Our Actively Cooled Gripper

Diamond Engineers have developed a new actively cooled gripper to reliably transfer crystals in a high vacuum environment. The gripper assembly is designed to operate in a very small space envelope due to tight boundary constraints defined by other existing subassemblies. Its gripping fingers are cryogenically cooled to 90 K to ensure that the temperature of the crystals does not exceed 140 K during the transfer process. The gripper assembly is required to have a long travel stroke of 300 mm in the X-axis to be able to pick a sample from the sample hotel and deliver it to the goniometer. The “pick and place” repeatability of the gripper needs to be less than 25 µm in all 3 linear axes due to very tight tolerances between the sample holder, the block and the goniometer receptacle. To ensure that the gripper meets the required repeatability and reliability, it was rigorously tested using high precision capacitive sensors (watch one of these tests in the video below) in different environments such as ambient temperature and pressure, high vacuum and at cryogenic temperatures.
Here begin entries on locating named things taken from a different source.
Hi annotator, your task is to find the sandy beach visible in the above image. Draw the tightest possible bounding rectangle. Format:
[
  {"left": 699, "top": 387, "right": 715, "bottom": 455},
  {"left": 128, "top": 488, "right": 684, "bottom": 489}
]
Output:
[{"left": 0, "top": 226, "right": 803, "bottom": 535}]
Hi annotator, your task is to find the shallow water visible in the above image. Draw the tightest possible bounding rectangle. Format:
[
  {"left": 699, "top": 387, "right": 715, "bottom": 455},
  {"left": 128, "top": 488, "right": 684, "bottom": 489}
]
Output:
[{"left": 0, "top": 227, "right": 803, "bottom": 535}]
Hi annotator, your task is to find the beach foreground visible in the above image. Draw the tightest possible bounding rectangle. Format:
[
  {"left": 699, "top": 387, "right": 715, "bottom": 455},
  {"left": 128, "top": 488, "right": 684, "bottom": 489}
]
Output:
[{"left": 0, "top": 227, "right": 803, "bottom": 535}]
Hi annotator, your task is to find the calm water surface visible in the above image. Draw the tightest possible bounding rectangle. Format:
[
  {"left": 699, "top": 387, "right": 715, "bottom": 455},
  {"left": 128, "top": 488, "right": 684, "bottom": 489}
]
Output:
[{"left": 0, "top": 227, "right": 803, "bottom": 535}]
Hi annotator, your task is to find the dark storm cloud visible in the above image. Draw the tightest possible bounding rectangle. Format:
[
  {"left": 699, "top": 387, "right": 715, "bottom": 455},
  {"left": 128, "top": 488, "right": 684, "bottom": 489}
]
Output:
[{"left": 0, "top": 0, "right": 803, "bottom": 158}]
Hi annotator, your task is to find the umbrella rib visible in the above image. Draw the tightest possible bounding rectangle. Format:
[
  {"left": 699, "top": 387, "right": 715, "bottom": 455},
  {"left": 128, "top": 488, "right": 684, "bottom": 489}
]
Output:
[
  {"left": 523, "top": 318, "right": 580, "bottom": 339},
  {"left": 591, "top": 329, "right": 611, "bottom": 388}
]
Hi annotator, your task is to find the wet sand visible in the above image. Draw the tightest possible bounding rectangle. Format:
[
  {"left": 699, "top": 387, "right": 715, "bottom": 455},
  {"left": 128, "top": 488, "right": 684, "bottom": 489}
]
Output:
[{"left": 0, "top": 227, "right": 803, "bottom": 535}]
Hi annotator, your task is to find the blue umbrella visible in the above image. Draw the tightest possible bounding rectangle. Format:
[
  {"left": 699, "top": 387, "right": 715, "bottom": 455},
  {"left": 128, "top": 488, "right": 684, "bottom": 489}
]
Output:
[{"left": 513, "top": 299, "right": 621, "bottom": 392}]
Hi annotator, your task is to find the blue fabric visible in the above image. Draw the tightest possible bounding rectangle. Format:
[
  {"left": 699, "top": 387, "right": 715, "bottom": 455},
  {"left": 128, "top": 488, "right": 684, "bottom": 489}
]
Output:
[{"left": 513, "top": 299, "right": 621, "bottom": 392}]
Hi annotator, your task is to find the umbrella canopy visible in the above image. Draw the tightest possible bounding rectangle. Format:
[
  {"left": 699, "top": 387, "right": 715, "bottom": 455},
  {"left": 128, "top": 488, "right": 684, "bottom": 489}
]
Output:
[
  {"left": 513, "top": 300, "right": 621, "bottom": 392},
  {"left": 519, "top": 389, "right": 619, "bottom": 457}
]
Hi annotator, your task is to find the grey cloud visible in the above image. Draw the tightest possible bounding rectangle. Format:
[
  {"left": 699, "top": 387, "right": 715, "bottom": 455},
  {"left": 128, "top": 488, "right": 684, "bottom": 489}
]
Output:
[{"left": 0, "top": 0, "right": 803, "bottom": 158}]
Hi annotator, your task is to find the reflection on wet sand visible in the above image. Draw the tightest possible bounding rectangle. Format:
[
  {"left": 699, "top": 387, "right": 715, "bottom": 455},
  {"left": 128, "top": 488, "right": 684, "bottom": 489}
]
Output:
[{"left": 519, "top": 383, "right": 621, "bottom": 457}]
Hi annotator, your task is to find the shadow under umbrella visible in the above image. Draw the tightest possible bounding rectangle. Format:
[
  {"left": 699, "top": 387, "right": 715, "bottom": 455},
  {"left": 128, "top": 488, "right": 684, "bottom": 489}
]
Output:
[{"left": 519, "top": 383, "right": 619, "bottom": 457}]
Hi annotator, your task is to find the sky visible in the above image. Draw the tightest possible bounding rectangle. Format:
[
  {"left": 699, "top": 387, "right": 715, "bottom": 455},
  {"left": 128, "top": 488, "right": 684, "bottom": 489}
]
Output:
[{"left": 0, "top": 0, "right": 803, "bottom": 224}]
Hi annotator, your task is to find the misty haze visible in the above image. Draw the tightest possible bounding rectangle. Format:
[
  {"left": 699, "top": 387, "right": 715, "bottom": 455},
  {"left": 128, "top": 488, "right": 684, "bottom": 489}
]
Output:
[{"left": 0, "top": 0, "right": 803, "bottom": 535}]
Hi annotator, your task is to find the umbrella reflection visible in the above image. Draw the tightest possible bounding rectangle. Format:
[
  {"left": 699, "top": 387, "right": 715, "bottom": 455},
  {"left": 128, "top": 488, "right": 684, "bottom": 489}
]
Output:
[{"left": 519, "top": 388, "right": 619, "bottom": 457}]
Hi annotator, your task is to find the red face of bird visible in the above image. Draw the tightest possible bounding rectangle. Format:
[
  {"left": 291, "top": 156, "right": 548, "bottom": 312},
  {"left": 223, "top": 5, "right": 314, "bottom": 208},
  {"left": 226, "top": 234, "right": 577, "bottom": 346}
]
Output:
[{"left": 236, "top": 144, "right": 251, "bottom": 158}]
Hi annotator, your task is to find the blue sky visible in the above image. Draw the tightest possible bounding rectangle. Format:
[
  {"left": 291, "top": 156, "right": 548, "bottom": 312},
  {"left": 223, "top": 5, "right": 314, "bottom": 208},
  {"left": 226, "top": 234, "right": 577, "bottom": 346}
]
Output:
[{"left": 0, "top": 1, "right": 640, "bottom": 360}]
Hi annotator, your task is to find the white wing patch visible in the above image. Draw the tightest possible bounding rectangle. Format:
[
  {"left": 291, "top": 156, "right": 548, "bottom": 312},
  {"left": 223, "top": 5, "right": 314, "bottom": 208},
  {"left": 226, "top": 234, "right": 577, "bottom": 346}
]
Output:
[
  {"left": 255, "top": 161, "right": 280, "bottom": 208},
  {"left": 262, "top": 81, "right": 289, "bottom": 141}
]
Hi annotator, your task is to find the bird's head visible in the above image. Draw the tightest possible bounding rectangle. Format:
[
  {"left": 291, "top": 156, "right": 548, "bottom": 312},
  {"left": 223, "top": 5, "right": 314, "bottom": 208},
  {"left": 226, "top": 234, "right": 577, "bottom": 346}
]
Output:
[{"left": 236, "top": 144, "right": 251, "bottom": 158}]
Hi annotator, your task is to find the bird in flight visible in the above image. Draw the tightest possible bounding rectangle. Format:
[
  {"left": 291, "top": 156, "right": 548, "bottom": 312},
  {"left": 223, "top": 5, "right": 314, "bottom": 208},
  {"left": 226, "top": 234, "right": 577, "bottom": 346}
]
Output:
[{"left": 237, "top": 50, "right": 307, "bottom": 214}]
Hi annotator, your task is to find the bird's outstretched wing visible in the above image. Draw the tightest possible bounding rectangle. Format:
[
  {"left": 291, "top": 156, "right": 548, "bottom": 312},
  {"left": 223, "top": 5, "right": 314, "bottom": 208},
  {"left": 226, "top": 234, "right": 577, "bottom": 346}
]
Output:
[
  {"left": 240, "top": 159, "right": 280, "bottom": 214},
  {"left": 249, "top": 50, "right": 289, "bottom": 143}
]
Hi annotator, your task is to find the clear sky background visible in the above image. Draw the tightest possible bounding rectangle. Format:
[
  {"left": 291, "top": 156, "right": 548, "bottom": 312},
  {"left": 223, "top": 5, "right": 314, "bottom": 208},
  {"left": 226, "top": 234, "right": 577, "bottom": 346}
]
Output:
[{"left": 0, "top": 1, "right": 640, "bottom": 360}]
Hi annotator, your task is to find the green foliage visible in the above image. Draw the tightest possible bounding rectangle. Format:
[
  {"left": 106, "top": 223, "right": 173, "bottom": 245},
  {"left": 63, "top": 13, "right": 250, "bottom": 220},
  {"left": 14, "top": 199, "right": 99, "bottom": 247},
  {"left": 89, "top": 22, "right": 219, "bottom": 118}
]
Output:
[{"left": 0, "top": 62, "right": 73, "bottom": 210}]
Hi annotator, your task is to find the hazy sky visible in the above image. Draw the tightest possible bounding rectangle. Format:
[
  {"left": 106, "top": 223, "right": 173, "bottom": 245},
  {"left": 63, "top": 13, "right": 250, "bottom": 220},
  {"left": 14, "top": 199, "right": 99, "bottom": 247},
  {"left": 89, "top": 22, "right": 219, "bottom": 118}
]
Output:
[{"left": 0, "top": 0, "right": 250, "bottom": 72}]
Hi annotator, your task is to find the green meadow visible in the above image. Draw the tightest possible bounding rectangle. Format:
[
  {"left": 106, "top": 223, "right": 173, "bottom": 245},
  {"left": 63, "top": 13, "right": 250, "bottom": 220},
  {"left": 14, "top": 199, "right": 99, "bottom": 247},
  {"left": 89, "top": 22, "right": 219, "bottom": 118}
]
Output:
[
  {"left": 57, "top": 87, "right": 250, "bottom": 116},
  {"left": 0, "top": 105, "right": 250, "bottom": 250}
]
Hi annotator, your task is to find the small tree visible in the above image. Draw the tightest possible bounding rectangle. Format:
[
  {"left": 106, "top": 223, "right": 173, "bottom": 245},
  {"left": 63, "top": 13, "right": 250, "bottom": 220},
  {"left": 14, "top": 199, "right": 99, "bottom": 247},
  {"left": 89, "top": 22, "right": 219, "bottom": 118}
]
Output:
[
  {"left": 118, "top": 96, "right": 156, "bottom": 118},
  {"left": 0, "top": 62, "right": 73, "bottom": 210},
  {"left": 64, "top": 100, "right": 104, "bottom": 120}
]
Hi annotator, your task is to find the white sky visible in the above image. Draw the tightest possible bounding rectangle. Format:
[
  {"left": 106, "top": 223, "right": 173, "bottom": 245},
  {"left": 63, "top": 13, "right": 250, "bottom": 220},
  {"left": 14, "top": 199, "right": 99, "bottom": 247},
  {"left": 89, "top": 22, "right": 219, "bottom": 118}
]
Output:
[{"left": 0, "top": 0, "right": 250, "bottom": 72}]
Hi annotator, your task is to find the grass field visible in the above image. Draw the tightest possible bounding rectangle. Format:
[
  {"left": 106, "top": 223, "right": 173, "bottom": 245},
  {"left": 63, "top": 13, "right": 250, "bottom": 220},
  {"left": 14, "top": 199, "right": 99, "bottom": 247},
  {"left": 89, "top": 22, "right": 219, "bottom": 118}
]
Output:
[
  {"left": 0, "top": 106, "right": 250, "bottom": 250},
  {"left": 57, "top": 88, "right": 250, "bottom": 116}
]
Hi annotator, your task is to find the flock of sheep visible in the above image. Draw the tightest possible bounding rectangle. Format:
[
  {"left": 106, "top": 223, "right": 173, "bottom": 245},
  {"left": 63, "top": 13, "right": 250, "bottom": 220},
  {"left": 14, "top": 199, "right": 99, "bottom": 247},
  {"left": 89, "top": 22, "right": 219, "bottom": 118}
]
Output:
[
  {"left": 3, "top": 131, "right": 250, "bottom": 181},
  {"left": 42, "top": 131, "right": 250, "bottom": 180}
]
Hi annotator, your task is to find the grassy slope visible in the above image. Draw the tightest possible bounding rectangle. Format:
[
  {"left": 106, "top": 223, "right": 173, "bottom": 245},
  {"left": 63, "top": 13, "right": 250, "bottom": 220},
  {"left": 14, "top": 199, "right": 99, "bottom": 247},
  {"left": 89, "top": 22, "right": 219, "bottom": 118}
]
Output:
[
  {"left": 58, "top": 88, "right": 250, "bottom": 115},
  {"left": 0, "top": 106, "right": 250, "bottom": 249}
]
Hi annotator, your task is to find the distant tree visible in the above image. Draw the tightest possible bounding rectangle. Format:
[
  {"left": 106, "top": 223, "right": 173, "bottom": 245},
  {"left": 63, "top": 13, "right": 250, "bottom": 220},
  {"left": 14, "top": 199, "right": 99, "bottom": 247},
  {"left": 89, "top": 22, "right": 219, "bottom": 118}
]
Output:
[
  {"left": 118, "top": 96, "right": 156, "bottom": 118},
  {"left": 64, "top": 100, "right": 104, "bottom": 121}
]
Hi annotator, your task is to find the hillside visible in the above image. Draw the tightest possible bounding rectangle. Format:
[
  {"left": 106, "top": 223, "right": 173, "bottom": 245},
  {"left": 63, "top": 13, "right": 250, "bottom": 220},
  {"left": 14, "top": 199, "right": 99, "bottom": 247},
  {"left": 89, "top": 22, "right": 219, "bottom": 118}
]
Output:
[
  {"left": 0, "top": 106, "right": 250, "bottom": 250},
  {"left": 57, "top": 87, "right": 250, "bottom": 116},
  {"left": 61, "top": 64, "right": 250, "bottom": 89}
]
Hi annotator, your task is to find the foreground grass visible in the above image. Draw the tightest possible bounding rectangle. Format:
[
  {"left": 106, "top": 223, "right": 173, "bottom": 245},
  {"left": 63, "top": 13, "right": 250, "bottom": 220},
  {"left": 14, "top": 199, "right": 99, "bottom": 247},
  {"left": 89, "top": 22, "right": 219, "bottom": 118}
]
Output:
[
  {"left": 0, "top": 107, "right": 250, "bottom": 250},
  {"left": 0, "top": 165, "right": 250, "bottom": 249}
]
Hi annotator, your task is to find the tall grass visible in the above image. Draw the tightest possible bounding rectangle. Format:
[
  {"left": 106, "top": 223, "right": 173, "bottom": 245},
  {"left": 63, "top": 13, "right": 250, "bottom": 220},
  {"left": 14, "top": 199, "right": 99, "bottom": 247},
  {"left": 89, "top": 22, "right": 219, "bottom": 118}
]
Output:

 The sample grip and release is achieved using a small 16 mm diameter DC motor connected to a titanium flexure. The bespoke gripping fingers which are attached to the flexure are designed to match the contour of the unique I23 sample holders for optimised grip and to maximise heat transfer for conductive cooling.

Engineering at Diamond

We at Diamond constantly strive to push the boundaries in different areas of engineering such as precision mechanisms, cryogenics, vacuum technology, metrology, electronics and control systems. All these make discoveries using X-rays possible, exciting and rewarding.